The Last Game of the PawSox Season: Epilogue.

Here's a story you never asked for.

That last PawSox game, the one where they played the Durham Bulls and started Charlie Haeger. Bad idea, right? No offense, Haegs. But it didn't look good.

I invited someone to the game with me, but she called me and asked, "Is it okay if I don't go?"

Yes, it's okay, I usually go to games alone anyway. But that night I could have used a chaperone.

It started when Haeger started giving up runs in like the second inning. First inning, I don't know, look it up. I knew the game was going to suck so I started for real drinking. Stayed for the whole thing, decided I needed to talk to some of the players after the game so I headed down to the sawhorses.

Hanging out with the usual cast of Pawtucket 'graphers. Waiting. I am... Not drunk, but getting there. I can't help myself, I start talking to the dude next to me who I recognize as a) a season ticket holder and b) a friend of a friend and c) one of the most notorious McCoy Rats around. This guy has a bad reputation with both the players and the regulars and the staff but I am super-gregarious after a few drinks and I just cannot help myself. (In his defense, he was reasonably cordial.) At some point I give him my email and my phone number so he can send me some pictures of the players for my blog.

Waiting. Heiker Meneses comes out and I got inexplicably excited about this. And so, thinking I am clever, shout out something in Spanish that I think is funny. It is not something you should ever say to a stranger. Meneses looked confused and asked, "Why you say that?"

I told him I was half Dominican. As if that's an excuse. Also, I am not Dominican in any way. I lied. I was rude to Meneses and then I lied to him.

I also saw Hazelbaker but managed to keep my mouth shut. I watched as they loaded the Governors' Cup into a moving van and it seemed to be a real struggle. Rich Sauveur was one of the last guys to leave and he shattered my image of him as an asshole. "Thanks, y'all," he said, waving, friendly, smiling. Love will turn you around.

I got a bunch of players to sign my scorecard from both Pawtucket and Durham. I called over Jeff Levering to sign it as well, which he did, rather coquettishly. Oh, geez, he says. You don't really want me to sign this. I'm just a little ol' radio guy. He must get mad ladies.

I also saw Ben Crockett, Red Sox Director of Player Development. Crockett appears to be at every home game, which must suck all kinds of balls. It is a little weird that I know who he is, but I SEE EVERYTHING AT THAT BALLPARK I AM ALWAYS LOOKING AT STUFF WITH MY BINOCULARS.

"Crockett!" says me. And then I look away, act casual while he's trying to figure out who called him. Sort of like my Kimball Crossley experience that I'm going to tell you about in a couple of days.

At last, everyone's gone but I still want to party so I head to the bar where I am a member of the Beer Club.

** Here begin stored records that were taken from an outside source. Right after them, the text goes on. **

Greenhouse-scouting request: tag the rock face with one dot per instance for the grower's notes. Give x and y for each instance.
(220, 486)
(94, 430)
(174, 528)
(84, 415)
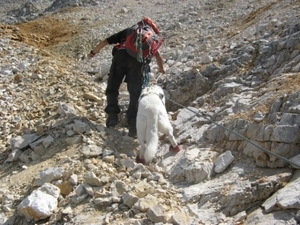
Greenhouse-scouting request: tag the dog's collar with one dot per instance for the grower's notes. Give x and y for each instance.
(161, 96)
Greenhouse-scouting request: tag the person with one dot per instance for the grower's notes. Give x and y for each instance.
(123, 66)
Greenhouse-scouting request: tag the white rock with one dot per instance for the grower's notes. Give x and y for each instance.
(38, 205)
(223, 161)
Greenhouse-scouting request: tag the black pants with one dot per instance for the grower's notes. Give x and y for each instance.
(123, 65)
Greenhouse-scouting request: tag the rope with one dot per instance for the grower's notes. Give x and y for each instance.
(146, 70)
(139, 46)
(239, 135)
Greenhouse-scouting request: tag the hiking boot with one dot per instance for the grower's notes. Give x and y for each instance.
(132, 129)
(112, 120)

When I walk in I immediately see Crockett again, in a booth with a couple of people. I head to the bar and within seconds the guy next to me starts a conversation. This is because a bar cannot abide a solitary drinker. It's also because I am a Mysterious Stranger. The guy introduces me to his friends. One of them has just had his car stolen from the parking lot.

Et cetera.

"Do you see that bald guy over there in the green polo? That is Crockett and he is the Red Sox Director of Player Development." I mention this to the bartender who says it is interesting, this fact. "Not really," I contradict.

The bartender says I am right, it is not really that interesting, but he felt like he had to say something.

"Go talk to him," Guy at the Bar says. "Just go talk to him." I'm staring at Crockett who's standing up now, maybe getting ready to leave. I try to think of what to say to him. It doesn't help that I can't remember his first name.

"I know. I will go talk to him about Bob Dylan. Everybody likes to talk about Bob Dylan." I've been bragging about my Name That Tune expertise and my championship winning trivia team. But Dylan never comes up because Crockett's heading for the exit and instead I accost him as he passes me.

"CROCKETT HOW'S IT GOING MAN GOOD TO SEE YOU!!11!" followed by the weakest high five in six states. Crockett is clearly trying to remember who I am and how he knows me and he frankly looks a little nervous. Probably because I am Some Drunk Woman. He says something. He exits.

There used to be a pitcher on the PawSox named Marc Deschenes. You probably remember me talking about him. I was a fan of his. I talked to him at a McCoy Christmas party about Keith Foulke and some game in Rochester, Craig Breslow was there, this has all been documented elsewhere.

A friend of mine once stopped Deschenes as he was leaving the ballpark with some friends of his. He asked Deschenes to sign a baseball. My friend requested that he add "Bob Feller Award Winner 1997", like right in front of his friends. Which was excellent, because it likely impressed Deschenes' little crew. And then I went to Van Meter, IA.

I hope that in some small way Crockett's friends were impressed. Also I left my credit card at the bar and had to go back and get it.